Margaret Meehan

Artist Statement

Margaret Meehan’s work is a research-based, multidisciplinary exploration that pulls from film, music, popular culture, folklore, and traditional crafts. She considers the origins of outcasts through their representation – in particular, the tendency for women and societal “others” to be seen as monsters. Her research includes teratology and medicine, ornithology, the esthetics of cuteness, materiality in high and low culture as well as modes of feminist protest. This all stems from her curiosity about the lines that separate what is protected from what is feared and how gendering plays into these expectations.

Bio

Margaret Meehan is interested in the body.
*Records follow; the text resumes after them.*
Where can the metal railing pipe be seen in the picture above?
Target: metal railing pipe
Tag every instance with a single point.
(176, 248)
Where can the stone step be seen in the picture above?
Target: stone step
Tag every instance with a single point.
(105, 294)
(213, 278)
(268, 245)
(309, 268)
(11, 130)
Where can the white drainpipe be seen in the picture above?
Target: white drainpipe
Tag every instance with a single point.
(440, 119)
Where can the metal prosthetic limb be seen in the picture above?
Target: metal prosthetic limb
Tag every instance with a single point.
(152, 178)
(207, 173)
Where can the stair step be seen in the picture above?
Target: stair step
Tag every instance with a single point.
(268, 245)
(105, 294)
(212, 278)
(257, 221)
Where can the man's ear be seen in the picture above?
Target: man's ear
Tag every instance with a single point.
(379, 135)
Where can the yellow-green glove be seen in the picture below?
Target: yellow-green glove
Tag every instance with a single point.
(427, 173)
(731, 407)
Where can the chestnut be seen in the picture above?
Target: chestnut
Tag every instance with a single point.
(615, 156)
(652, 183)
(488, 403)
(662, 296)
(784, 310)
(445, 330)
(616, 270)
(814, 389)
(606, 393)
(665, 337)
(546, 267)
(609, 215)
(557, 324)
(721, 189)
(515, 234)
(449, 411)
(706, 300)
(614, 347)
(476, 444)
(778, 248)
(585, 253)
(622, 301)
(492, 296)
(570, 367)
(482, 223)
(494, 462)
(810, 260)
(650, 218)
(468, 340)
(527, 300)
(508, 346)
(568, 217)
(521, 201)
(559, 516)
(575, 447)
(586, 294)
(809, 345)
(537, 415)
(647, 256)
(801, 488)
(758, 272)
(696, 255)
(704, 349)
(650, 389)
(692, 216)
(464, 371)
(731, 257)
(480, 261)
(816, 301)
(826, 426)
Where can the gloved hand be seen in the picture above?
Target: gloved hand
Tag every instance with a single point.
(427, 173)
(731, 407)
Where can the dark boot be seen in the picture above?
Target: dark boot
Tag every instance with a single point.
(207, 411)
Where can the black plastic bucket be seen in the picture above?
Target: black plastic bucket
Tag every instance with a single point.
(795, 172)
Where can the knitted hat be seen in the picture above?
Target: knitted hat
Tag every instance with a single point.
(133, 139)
Not necessarily in how it works, but more in how it has been perceived throughout history. Born with a congenital birth defect in the 1970s during 1st wave feminism and educated in the 1990s during the emergence of 3rd wave feminism and the Riot Grrrl movement, she is drawn to cycles of representation concerning physical difference and gendering. Her work has been shown at ArtPace San Antonio, the Modern Art Museum of Fort Worth, The Dallas Museum of Art as well as Soil Art Gallery in Seattle, Flowers Gallery in London, David Shelton Gallery in Houston, Conduit Gallery in Dallas, Texas and Ulterior Gallery in New York, NY. Awards and residencies include the Nasher Sculpture Center Microgrant (2015), Artpace, San Antonio, TX (2014), The Lighthouse Works Fellowship, Fishers Island, NY (2013), Bemis Center, Omaha, NE (2009), the Dozier Travel Grant, Dallas Museum of Art, TX (2008). Her work has been featured in the Guardian, Sculpture Magazine, Patron Magazine, Pastelegram and Artforum, among others. She currently lives in Richmond, VA.